Some governments, including Erie County, had said they couldn’t accept the advance payments without an executive order by the governor. Gov. Andrew M. Cuomo signed such an emergency order. County governments then had to spring into bipartisan action, issuing their own approvals and then rushing to get the necessary paperwork out to the municipalities, as reported in The News.
This all had to take place during a holiday season in which many government workers take time off. As Marjory Jaeger, the Amherst town clerk, quipped to a reporter, “It taxes our employees, because we are shorthanded.”
Erie County officials worked through the weekend to get the process in place, and it appears all 25 towns and three cities in the county are taking part, according to the director of real property tax services. One town clerk’s office that was supposed to be closed this week because of the holidays instead changed course and remained open.
The rushed nature of this attempt to circumvent the tax legislation has created much confusion as taxpayers try to figure out whether it’s worthwhile to reach into savings now to possibly save more money later.
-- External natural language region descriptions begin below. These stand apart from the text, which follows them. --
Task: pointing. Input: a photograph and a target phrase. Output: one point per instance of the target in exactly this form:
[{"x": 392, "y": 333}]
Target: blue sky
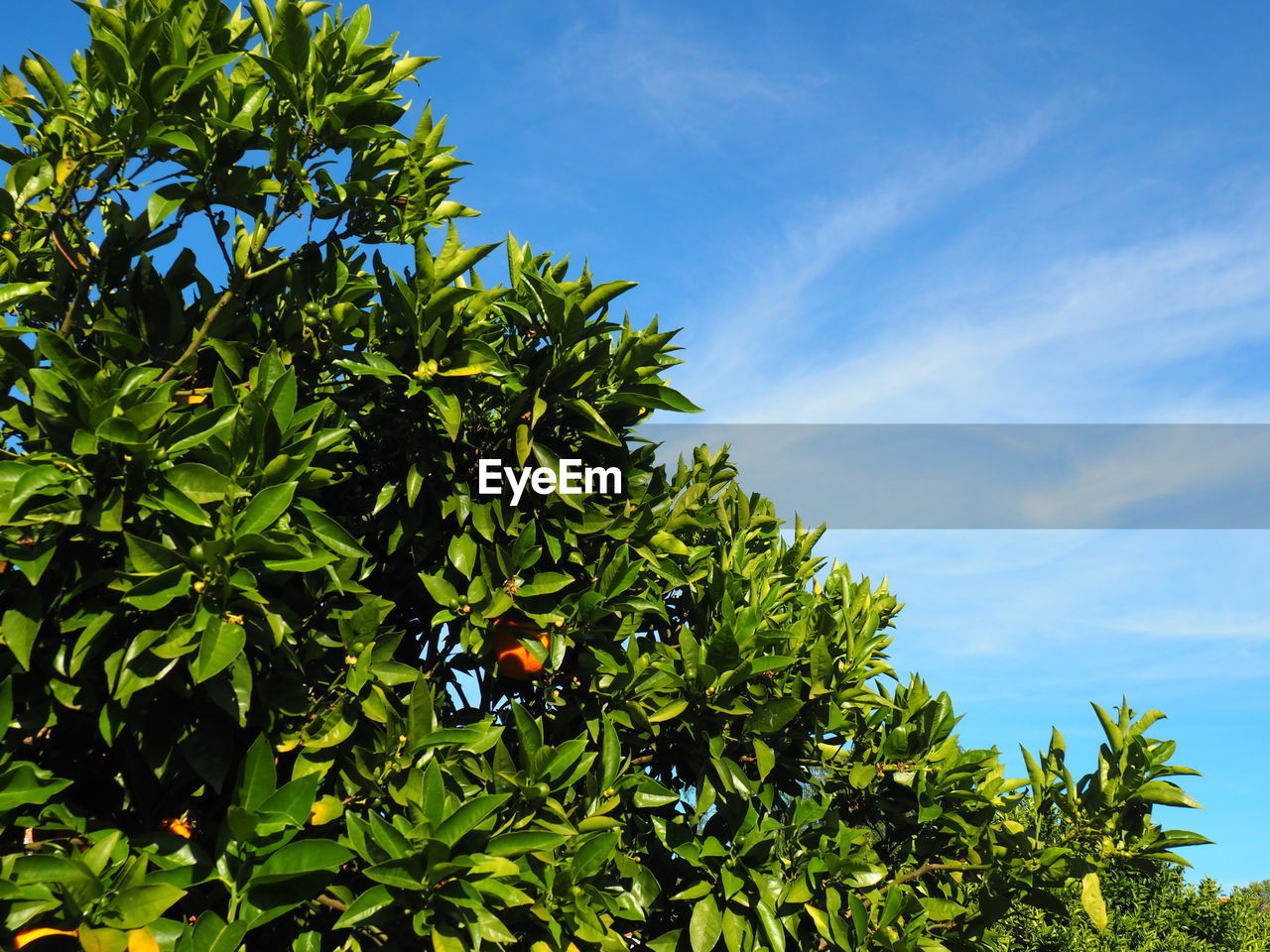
[{"x": 929, "y": 212}]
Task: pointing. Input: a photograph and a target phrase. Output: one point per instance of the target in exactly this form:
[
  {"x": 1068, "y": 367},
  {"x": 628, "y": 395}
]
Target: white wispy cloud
[
  {"x": 630, "y": 56},
  {"x": 1070, "y": 340}
]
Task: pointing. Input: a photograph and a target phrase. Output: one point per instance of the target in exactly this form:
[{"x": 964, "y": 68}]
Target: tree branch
[{"x": 200, "y": 334}]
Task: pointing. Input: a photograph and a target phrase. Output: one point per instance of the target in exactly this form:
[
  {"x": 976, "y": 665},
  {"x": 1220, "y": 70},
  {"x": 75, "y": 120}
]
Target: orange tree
[{"x": 257, "y": 687}]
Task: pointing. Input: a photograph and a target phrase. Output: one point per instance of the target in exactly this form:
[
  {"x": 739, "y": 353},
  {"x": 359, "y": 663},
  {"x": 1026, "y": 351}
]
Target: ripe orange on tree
[
  {"x": 24, "y": 938},
  {"x": 515, "y": 660}
]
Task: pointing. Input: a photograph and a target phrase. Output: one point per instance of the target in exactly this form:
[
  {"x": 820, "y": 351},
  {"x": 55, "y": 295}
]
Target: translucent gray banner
[{"x": 989, "y": 476}]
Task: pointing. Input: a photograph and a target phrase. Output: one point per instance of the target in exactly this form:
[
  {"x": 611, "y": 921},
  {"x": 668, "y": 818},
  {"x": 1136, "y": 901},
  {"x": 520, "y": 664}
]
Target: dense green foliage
[
  {"x": 250, "y": 592},
  {"x": 1151, "y": 910}
]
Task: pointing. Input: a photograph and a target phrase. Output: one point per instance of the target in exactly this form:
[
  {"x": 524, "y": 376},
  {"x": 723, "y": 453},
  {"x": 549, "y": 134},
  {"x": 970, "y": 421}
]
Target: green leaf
[
  {"x": 593, "y": 853},
  {"x": 204, "y": 67},
  {"x": 300, "y": 858},
  {"x": 259, "y": 777},
  {"x": 441, "y": 590},
  {"x": 462, "y": 555},
  {"x": 668, "y": 711},
  {"x": 334, "y": 536},
  {"x": 16, "y": 294},
  {"x": 264, "y": 509},
  {"x": 467, "y": 816},
  {"x": 164, "y": 200},
  {"x": 1165, "y": 793},
  {"x": 367, "y": 904},
  {"x": 200, "y": 483},
  {"x": 545, "y": 584},
  {"x": 940, "y": 909},
  {"x": 221, "y": 643},
  {"x": 18, "y": 633},
  {"x": 775, "y": 715},
  {"x": 706, "y": 924},
  {"x": 141, "y": 905}
]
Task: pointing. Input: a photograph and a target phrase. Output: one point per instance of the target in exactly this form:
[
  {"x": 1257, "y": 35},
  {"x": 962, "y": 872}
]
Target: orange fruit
[
  {"x": 26, "y": 938},
  {"x": 515, "y": 658}
]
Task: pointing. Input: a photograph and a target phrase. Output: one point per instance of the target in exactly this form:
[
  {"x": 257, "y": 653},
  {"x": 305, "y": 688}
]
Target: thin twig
[{"x": 200, "y": 334}]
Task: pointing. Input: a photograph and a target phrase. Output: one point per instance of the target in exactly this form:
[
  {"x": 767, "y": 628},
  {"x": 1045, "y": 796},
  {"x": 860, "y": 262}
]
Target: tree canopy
[{"x": 254, "y": 688}]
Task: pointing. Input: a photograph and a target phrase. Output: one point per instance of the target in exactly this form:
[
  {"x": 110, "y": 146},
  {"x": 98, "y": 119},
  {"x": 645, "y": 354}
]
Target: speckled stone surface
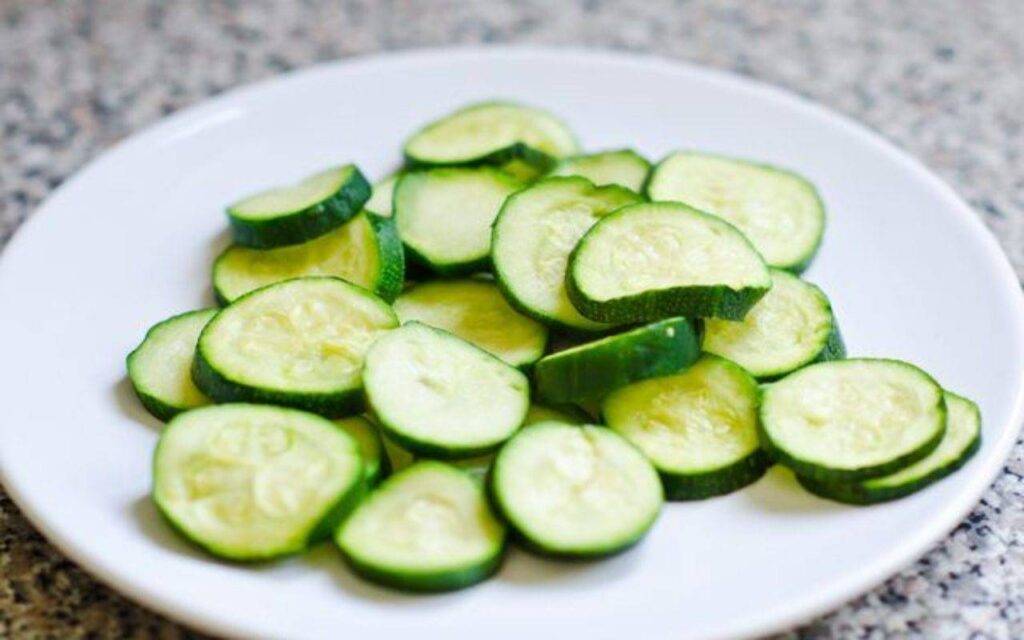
[{"x": 942, "y": 79}]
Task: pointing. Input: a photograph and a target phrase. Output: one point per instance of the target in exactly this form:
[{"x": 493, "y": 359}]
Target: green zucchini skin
[
  {"x": 594, "y": 369},
  {"x": 307, "y": 223}
]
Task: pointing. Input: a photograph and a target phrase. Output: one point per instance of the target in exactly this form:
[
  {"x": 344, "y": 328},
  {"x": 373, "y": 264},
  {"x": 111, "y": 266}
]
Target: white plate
[{"x": 129, "y": 241}]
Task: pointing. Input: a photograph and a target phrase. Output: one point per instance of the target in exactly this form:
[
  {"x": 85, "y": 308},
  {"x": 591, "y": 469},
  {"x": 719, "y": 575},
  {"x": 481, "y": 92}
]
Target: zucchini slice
[
  {"x": 576, "y": 491},
  {"x": 793, "y": 326},
  {"x": 492, "y": 133},
  {"x": 698, "y": 428},
  {"x": 654, "y": 260},
  {"x": 426, "y": 528},
  {"x": 534, "y": 236},
  {"x": 778, "y": 210},
  {"x": 591, "y": 370},
  {"x": 852, "y": 420},
  {"x": 623, "y": 167},
  {"x": 476, "y": 311},
  {"x": 366, "y": 251},
  {"x": 299, "y": 343},
  {"x": 444, "y": 216},
  {"x": 289, "y": 215},
  {"x": 440, "y": 396},
  {"x": 159, "y": 368},
  {"x": 254, "y": 482},
  {"x": 962, "y": 440}
]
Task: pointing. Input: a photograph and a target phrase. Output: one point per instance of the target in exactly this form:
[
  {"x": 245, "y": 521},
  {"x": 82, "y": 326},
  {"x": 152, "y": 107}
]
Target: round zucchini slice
[
  {"x": 591, "y": 370},
  {"x": 476, "y": 311},
  {"x": 778, "y": 210},
  {"x": 655, "y": 260},
  {"x": 289, "y": 215},
  {"x": 428, "y": 527},
  {"x": 791, "y": 327},
  {"x": 576, "y": 491},
  {"x": 160, "y": 368},
  {"x": 366, "y": 251},
  {"x": 698, "y": 428},
  {"x": 299, "y": 343},
  {"x": 852, "y": 420},
  {"x": 254, "y": 482},
  {"x": 439, "y": 396},
  {"x": 532, "y": 238}
]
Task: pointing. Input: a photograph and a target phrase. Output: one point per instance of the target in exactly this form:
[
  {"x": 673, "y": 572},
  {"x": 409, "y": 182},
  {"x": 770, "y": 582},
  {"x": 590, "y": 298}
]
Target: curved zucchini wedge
[
  {"x": 655, "y": 260},
  {"x": 790, "y": 328},
  {"x": 778, "y": 210},
  {"x": 962, "y": 440},
  {"x": 290, "y": 215},
  {"x": 160, "y": 367},
  {"x": 439, "y": 396},
  {"x": 852, "y": 420},
  {"x": 591, "y": 370},
  {"x": 576, "y": 492},
  {"x": 366, "y": 251},
  {"x": 623, "y": 167},
  {"x": 698, "y": 428},
  {"x": 299, "y": 343},
  {"x": 492, "y": 133},
  {"x": 476, "y": 311},
  {"x": 443, "y": 216},
  {"x": 429, "y": 527},
  {"x": 254, "y": 482},
  {"x": 532, "y": 238}
]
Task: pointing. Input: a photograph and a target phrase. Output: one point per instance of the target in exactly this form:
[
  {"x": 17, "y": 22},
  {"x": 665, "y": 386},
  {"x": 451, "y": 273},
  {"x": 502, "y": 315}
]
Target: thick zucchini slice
[
  {"x": 289, "y": 215},
  {"x": 254, "y": 482},
  {"x": 444, "y": 216},
  {"x": 429, "y": 527},
  {"x": 791, "y": 327},
  {"x": 698, "y": 428},
  {"x": 299, "y": 343},
  {"x": 160, "y": 367},
  {"x": 440, "y": 396},
  {"x": 476, "y": 311},
  {"x": 778, "y": 210},
  {"x": 492, "y": 133},
  {"x": 654, "y": 260},
  {"x": 624, "y": 167},
  {"x": 366, "y": 251},
  {"x": 576, "y": 491},
  {"x": 534, "y": 236},
  {"x": 852, "y": 420},
  {"x": 591, "y": 370},
  {"x": 962, "y": 440}
]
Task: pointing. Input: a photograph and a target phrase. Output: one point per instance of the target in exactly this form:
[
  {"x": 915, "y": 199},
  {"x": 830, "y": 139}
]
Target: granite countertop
[{"x": 944, "y": 80}]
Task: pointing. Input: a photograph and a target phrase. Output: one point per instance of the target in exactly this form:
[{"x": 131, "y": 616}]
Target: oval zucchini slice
[
  {"x": 591, "y": 370},
  {"x": 778, "y": 210},
  {"x": 289, "y": 215},
  {"x": 791, "y": 327},
  {"x": 624, "y": 167},
  {"x": 444, "y": 216},
  {"x": 366, "y": 251},
  {"x": 532, "y": 238},
  {"x": 852, "y": 420},
  {"x": 440, "y": 396},
  {"x": 299, "y": 343},
  {"x": 254, "y": 482},
  {"x": 426, "y": 528},
  {"x": 492, "y": 133},
  {"x": 698, "y": 428},
  {"x": 476, "y": 311},
  {"x": 576, "y": 491},
  {"x": 962, "y": 440}
]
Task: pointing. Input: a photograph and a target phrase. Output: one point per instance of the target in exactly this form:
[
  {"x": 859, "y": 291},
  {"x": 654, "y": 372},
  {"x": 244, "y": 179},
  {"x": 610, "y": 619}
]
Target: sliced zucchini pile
[{"x": 332, "y": 396}]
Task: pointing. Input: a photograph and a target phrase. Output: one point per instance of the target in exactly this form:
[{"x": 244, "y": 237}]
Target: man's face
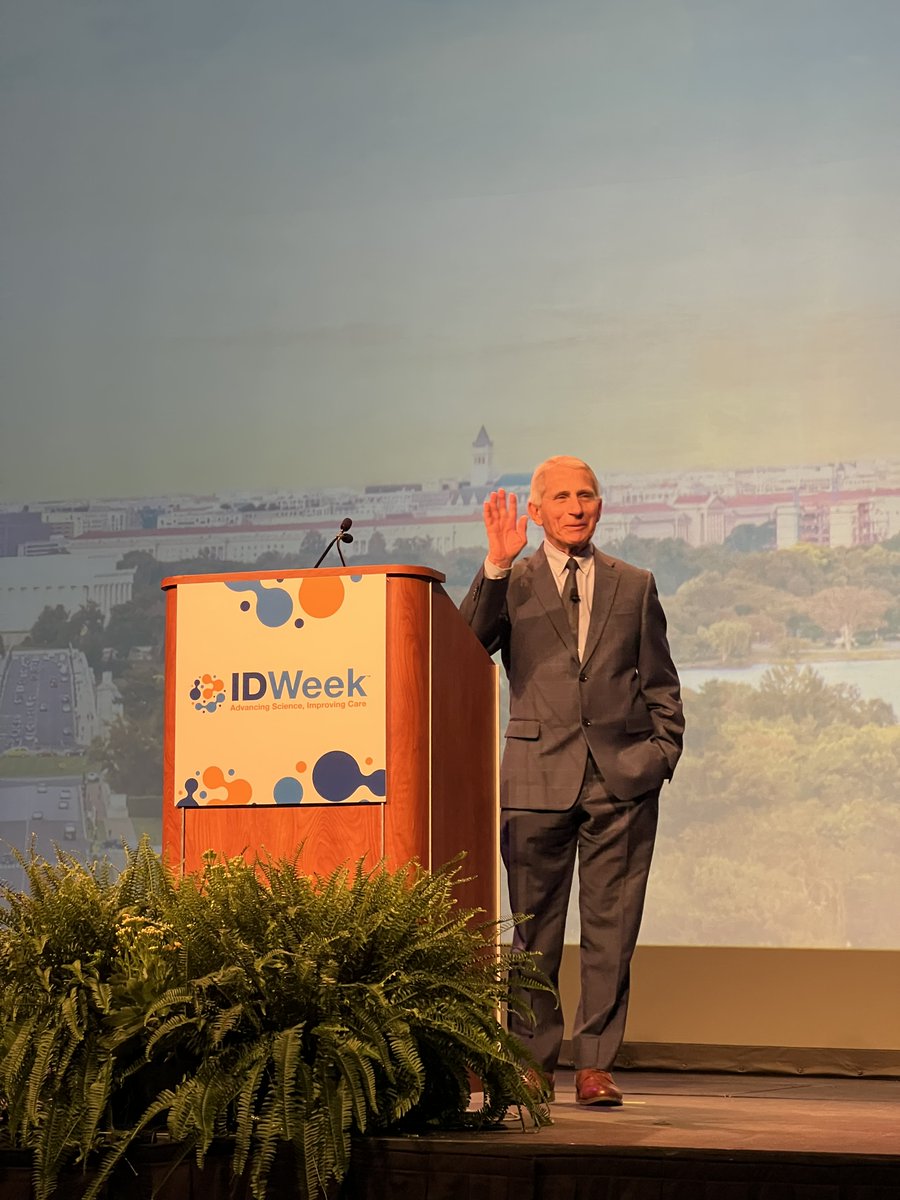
[{"x": 569, "y": 508}]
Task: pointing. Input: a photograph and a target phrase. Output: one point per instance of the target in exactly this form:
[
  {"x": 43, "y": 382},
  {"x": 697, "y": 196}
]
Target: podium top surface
[{"x": 390, "y": 569}]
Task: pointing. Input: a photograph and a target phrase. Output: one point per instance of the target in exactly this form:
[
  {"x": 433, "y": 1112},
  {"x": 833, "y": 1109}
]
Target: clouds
[{"x": 414, "y": 216}]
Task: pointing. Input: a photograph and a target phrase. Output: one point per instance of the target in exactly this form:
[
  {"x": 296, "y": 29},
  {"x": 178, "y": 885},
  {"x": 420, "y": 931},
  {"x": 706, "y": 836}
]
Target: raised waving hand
[{"x": 505, "y": 529}]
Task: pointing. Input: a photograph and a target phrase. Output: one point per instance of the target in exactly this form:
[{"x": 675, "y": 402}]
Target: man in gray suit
[{"x": 595, "y": 729}]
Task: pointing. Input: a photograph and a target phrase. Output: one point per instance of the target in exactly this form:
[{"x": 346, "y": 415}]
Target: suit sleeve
[
  {"x": 659, "y": 678},
  {"x": 484, "y": 609}
]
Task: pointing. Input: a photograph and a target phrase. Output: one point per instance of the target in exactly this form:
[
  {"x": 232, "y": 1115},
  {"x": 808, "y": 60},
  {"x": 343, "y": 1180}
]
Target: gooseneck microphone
[{"x": 341, "y": 535}]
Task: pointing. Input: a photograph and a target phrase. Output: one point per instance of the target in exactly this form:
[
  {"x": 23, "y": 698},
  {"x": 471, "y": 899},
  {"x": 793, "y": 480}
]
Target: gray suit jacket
[{"x": 622, "y": 703}]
Financial advisers are busy fielding questions about a complicated equation.
Some things to consider:
• School taxes, usually the largest portion of a property tax bill, are not part of the deal. Districts operate on a different calendar and budget year than towns and counties.
• Homeowners must pre-pay in person with a check or by mailing a check that must be postmarked this year. Not many are accepting online or credit card payments. For most clerks and tax offices the pay-in-person deadline is the close of business today.
• Erie County towns have set their property tax rates, but since the county hasn’t printed and issued the bills, clerks do not know exactly how much to charge.
• Pre-paying won’t help taxpayers who don’t itemize, and there are questions about whether homeowners who pay taxes through an escrow account can take advantage of it.
And after all that, it’s not clear whether the federal government will recognize the pre-payments. The Internal Revenue Service has issued a warning that “pre-payments could be deducted only in limited circumstances,” according to a story in the Washington Post.
But even if that happens there is no real downside to pre-paying, except losing use of the money months ahead of schedule. Property owners would have to pay the taxes eventually.